Understanding Mozart's "The Magic Flute"
Department: Shakespeare CenterDate and Time: February 13, 2018 | 6:30 PM-7:30 PM
Event Location: HG1010
In this illustrated lecture, Dr. Susan Key, public musicologist for the Pacific Symphony, will guide us through the artistry and themes of Mozart’s most beloved opera.
The Magic Flute was first performed in 1791 and remains one of Mozart’s most popular works. It is a fairy tale based with themes of love, imprisonment, transformation, and the quest for wisdom. Mozart used different styles to capture the voices of his characters, such as the bird catcher Papageno and the evil witch, the Queen of the Night. If Mozart is the Shakespeare of opera, this is his Midsummer Night’s Dream and his Tempest.
Susan Key is a public musicologist. She is based at Chapman University, where she teaches in the honors program and coordinates a partnership with the Pacific Symphony. She also works on projects for the Star Spangled Music Foundation and baritone Thomas Hampson’s Song of America initiative. Formerly she was Special Projects Director at the San Francisco Symphony, where she worked on a variety of projects in media and education, including education and web design for the Keeping Score series.

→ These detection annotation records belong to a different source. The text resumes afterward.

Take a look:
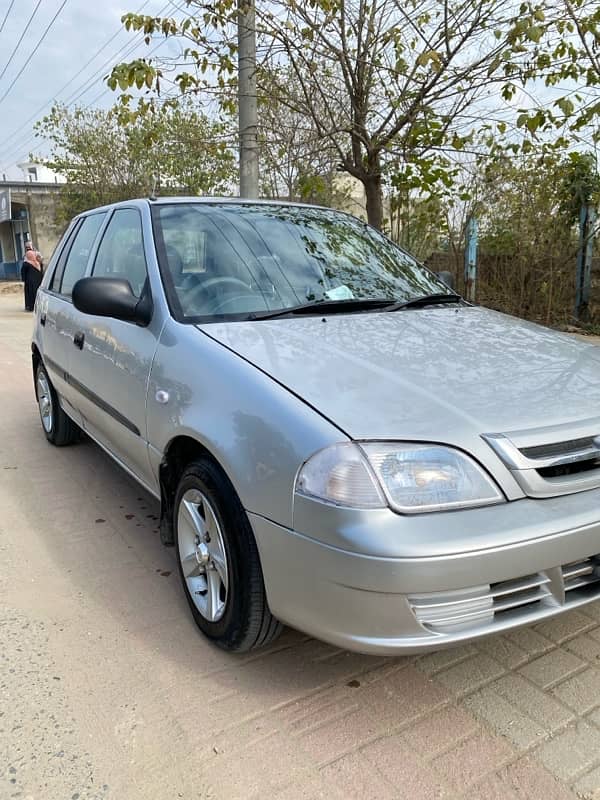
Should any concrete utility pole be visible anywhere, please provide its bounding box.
[575,203,597,322]
[238,0,258,198]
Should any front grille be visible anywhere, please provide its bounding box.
[408,555,600,633]
[483,428,600,497]
[562,556,600,594]
[520,436,594,458]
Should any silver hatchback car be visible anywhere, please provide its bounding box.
[32,198,600,654]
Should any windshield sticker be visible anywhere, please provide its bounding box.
[325,286,354,300]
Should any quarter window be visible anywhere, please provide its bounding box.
[57,214,106,297]
[92,208,148,297]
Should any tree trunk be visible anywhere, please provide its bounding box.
[362,172,383,230]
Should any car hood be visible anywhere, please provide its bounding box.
[198,306,600,446]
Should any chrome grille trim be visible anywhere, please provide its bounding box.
[562,556,600,592]
[408,555,600,634]
[482,432,600,497]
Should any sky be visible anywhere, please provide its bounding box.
[0,0,180,180]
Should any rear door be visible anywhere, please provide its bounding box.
[71,207,161,490]
[38,212,106,423]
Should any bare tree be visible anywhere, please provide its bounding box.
[111,0,548,227]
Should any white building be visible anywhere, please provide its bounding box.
[17,161,67,188]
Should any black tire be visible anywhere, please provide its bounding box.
[173,458,283,653]
[35,363,81,447]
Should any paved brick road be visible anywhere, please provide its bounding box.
[0,296,600,800]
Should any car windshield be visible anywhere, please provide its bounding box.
[152,203,451,321]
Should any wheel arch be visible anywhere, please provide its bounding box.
[31,342,42,387]
[158,433,235,547]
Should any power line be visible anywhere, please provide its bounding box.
[2,39,171,168]
[64,14,165,105]
[0,0,68,105]
[0,0,188,166]
[0,0,155,155]
[0,0,42,80]
[0,0,15,33]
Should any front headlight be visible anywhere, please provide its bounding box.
[296,442,504,514]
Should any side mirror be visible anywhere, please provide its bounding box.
[72,278,152,325]
[435,269,456,289]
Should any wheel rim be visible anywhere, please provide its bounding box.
[37,372,54,433]
[177,489,229,622]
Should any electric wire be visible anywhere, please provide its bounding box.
[0,0,42,80]
[0,0,155,156]
[0,0,15,33]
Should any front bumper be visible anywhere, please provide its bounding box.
[250,490,600,655]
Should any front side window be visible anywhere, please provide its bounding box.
[92,208,148,297]
[58,213,106,297]
[152,203,449,321]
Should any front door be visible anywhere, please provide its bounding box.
[37,213,106,424]
[71,208,160,491]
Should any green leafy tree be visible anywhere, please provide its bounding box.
[109,0,543,227]
[36,105,235,220]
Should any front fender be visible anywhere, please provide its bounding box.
[147,320,347,526]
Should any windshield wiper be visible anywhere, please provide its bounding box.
[384,294,463,311]
[248,298,390,320]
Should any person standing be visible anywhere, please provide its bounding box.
[21,242,43,311]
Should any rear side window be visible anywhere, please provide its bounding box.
[54,213,106,297]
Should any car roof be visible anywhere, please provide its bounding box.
[75,195,361,222]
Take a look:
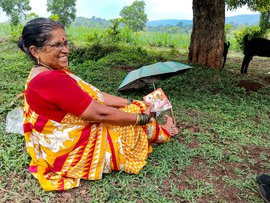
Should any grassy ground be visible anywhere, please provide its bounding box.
[0,36,270,203]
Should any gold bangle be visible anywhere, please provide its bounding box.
[134,114,140,126]
[127,99,134,104]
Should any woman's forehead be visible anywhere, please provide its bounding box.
[50,28,67,41]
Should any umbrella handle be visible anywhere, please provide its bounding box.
[171,108,176,125]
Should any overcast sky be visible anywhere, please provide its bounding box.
[0,0,258,22]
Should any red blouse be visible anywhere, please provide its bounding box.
[25,70,92,122]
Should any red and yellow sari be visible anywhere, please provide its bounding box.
[24,71,170,191]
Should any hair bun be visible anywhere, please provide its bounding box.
[18,36,25,52]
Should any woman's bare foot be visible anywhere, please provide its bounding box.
[161,115,179,136]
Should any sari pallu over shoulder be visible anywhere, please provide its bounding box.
[24,70,169,191]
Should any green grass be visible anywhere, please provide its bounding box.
[0,26,270,202]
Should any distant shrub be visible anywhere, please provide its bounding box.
[233,26,263,50]
[69,43,120,64]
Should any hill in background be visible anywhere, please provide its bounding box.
[146,14,260,27]
[73,14,260,28]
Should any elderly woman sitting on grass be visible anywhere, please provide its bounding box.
[18,18,178,191]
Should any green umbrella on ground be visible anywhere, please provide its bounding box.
[118,61,192,92]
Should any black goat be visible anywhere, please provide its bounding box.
[222,41,231,69]
[241,35,270,74]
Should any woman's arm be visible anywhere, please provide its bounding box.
[102,92,128,108]
[80,100,151,126]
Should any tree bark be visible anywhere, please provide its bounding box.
[188,0,225,68]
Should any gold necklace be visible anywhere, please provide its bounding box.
[37,62,53,70]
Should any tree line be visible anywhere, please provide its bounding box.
[0,0,270,68]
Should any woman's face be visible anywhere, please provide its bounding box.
[39,28,69,69]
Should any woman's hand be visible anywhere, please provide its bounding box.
[144,103,155,120]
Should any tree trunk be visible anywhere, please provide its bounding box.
[188,0,225,68]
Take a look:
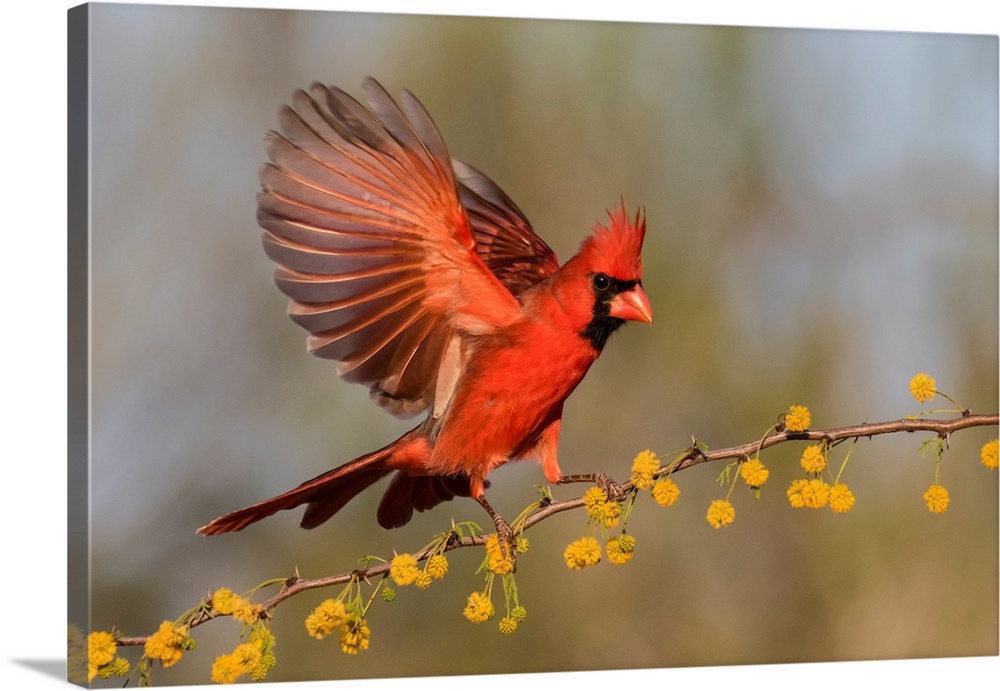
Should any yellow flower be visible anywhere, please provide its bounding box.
[233,643,261,672]
[212,655,244,684]
[785,480,809,509]
[583,487,608,518]
[799,444,826,475]
[979,439,998,470]
[97,657,130,679]
[500,617,517,636]
[250,653,277,681]
[652,477,681,506]
[705,499,736,529]
[563,537,601,571]
[87,631,118,667]
[910,372,936,403]
[212,588,260,624]
[583,487,621,528]
[486,533,514,576]
[427,554,448,578]
[212,588,243,614]
[830,482,854,513]
[740,458,771,488]
[785,405,811,432]
[462,593,495,624]
[306,600,347,640]
[604,535,635,564]
[340,617,371,655]
[924,485,949,513]
[389,554,419,586]
[802,478,830,509]
[212,643,273,684]
[144,621,190,667]
[632,449,660,489]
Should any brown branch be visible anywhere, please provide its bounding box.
[117,411,1000,646]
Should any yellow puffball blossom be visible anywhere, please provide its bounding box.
[563,537,601,571]
[389,554,420,586]
[705,499,736,529]
[340,617,371,655]
[87,631,118,667]
[652,477,681,506]
[486,533,514,576]
[799,444,826,475]
[785,479,809,509]
[212,655,245,684]
[500,617,517,636]
[427,554,448,578]
[910,372,936,403]
[979,439,998,470]
[306,600,347,640]
[785,405,811,432]
[87,631,118,681]
[144,621,188,667]
[97,657,131,679]
[583,487,621,528]
[924,485,949,513]
[462,592,495,624]
[632,449,660,489]
[604,536,635,564]
[212,643,273,684]
[740,458,771,488]
[212,588,261,624]
[583,487,608,518]
[830,482,854,513]
[802,478,830,509]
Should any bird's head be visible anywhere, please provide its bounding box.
[565,204,653,350]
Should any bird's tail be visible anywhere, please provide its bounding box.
[198,430,422,535]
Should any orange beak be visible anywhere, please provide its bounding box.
[609,285,653,324]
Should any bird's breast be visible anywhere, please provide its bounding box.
[433,318,597,476]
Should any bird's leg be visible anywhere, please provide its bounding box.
[475,494,517,571]
[556,473,625,501]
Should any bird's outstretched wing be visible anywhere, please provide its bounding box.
[257,78,558,415]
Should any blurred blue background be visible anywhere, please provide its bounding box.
[82,4,998,685]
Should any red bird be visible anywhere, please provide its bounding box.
[198,78,652,538]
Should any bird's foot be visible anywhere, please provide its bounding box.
[558,473,625,501]
[476,497,517,573]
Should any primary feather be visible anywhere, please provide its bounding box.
[199,78,652,534]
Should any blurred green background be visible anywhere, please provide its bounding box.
[82,4,998,685]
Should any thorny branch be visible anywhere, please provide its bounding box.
[111,411,1000,646]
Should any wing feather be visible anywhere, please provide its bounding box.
[257,79,558,415]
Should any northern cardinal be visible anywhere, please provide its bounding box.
[198,78,652,537]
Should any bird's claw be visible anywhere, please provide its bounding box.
[493,514,517,572]
[594,473,625,501]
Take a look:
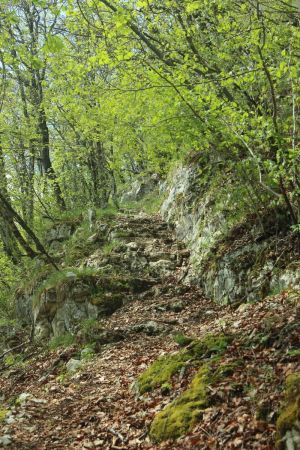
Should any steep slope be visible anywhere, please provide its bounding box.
[0,214,300,450]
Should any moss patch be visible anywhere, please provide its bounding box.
[137,334,230,394]
[0,408,8,423]
[276,372,300,450]
[150,366,209,441]
[138,352,190,394]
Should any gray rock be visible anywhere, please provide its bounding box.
[131,320,165,336]
[169,302,184,313]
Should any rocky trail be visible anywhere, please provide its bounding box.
[0,213,300,450]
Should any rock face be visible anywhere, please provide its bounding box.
[161,165,300,303]
[121,174,159,203]
[24,214,188,339]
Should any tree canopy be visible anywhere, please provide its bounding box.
[0,0,300,268]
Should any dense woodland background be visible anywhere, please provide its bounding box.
[0,0,300,315]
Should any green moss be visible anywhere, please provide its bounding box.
[276,372,300,450]
[174,333,193,347]
[138,334,231,394]
[49,333,75,350]
[138,352,190,394]
[0,408,8,423]
[189,334,232,358]
[150,366,209,441]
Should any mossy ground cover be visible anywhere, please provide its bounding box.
[138,334,230,394]
[276,372,300,450]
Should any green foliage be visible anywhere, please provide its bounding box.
[276,372,300,450]
[174,333,193,347]
[138,353,190,394]
[49,333,75,350]
[0,408,9,423]
[150,366,209,441]
[32,267,99,306]
[80,319,102,343]
[137,334,230,394]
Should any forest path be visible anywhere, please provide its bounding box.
[0,215,298,450]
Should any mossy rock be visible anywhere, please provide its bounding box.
[276,372,300,450]
[137,334,231,394]
[150,366,209,442]
[137,352,191,394]
[188,334,232,358]
[91,292,123,316]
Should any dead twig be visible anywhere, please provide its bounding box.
[0,340,30,359]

Dr. Key began her career as a high school music teacher before earning a doctorate in historical musicology and teaching at the University of Maryland, the College of William and Mary, and Stanford University. Her publications include articles on Stephen Foster, on John Cage, and on arts education. She has developed public programs for the San Francisco Symphony, the J. Paul Getty Museum in Los Angeles and the Los Angeles Philharmonic and has served on the boards of the Society for American Music, the Los Angeles Public Library, and the chamber music organization Pacific Serenades. Her current passion is playing old-time fiddle.